The key phrase I heard was "a" freezer full of meat, heck who only has 1 freezer full of meat?

Answer: Those that are not prepared, hehe

I have 2x chest freezers total of 48 cubic feet, until you get to that point I say take the .308 and make it a meat hunt.


----------



## roy (May 25, 2013)

.223/5.56 works good.


----------



## LunaticFringeInc (Nov 20, 2012)

MI.oldguy said:


> .300 win mag at a distance is a good choice if thats all you have but, dont dance with the pigs in the brush with the rifle,take the .357 with the heaviest bullet you can find if you have to go in after them.a short 12ga would be nicer in the dense stuff.as the pigs will go for deep cover if they even smell you.


When I use a gun which aint often these days since I mainly bow hunt, I always opt for my NEF Ultra-Slug 12 guage and sabot loads and its Thor's Hammer to be sure when you pout a round in the boiler maker.
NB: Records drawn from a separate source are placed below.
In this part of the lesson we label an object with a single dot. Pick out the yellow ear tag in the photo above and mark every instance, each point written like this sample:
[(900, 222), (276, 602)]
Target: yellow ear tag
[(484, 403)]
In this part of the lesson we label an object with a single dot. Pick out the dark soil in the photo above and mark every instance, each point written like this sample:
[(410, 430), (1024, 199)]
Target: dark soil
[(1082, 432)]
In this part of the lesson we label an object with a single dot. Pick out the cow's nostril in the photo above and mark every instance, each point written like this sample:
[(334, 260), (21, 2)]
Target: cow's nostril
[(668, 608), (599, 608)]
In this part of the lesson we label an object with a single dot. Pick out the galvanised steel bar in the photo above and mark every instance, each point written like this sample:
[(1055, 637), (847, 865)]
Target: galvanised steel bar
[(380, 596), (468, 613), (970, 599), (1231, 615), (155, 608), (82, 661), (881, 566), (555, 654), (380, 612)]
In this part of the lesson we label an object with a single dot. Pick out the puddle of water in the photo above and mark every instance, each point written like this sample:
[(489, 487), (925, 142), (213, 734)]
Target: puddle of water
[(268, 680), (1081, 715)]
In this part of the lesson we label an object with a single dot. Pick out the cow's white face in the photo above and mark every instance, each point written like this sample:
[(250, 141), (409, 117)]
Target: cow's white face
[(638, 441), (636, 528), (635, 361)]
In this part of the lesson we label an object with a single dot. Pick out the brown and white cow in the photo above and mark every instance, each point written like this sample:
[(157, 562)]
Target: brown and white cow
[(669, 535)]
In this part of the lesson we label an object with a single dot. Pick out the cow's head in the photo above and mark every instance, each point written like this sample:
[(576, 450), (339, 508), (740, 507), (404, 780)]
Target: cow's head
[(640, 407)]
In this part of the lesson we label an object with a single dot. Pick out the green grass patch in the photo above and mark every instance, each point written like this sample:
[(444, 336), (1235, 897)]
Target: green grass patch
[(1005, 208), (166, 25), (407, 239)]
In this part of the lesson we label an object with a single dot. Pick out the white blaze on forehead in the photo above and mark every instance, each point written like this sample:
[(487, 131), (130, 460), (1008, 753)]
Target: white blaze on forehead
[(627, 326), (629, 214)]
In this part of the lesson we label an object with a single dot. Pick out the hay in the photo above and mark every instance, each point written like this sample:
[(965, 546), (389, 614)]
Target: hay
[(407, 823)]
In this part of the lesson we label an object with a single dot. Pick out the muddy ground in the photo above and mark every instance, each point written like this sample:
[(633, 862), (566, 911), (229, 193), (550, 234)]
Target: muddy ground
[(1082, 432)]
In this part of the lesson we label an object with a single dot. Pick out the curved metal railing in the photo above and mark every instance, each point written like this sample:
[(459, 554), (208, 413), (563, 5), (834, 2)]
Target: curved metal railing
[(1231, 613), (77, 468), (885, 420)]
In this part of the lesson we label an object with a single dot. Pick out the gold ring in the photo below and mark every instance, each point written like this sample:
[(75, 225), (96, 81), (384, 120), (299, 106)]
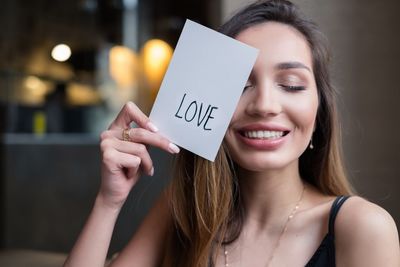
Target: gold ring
[(125, 135)]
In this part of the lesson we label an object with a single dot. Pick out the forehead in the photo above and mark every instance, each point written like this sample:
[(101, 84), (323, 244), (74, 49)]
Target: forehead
[(277, 43)]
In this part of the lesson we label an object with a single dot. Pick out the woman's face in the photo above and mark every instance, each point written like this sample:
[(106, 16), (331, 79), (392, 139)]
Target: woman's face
[(274, 120)]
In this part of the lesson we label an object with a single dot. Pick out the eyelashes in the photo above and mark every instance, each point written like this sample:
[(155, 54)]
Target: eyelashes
[(292, 87), (289, 88)]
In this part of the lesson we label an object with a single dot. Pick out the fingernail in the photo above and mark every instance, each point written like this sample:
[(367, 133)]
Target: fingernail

Bets part about it...no tracking needed. Further more its a charge stopper even on a trophy sized hog! If you think the 357 is too lacking in range and power, Id take the 30-06 and use a good solid 180 bullet of a controlled expansion design. It will give you range and power to spare!


----------



## jimb1972 (Nov 12, 2012)

Take the .300 and the .357 revolver, the .357 lever would be good if not for the possibility of over the canyon shots. .300 win mag is a bit of overkill, but what the hell better too much than not enough.


----------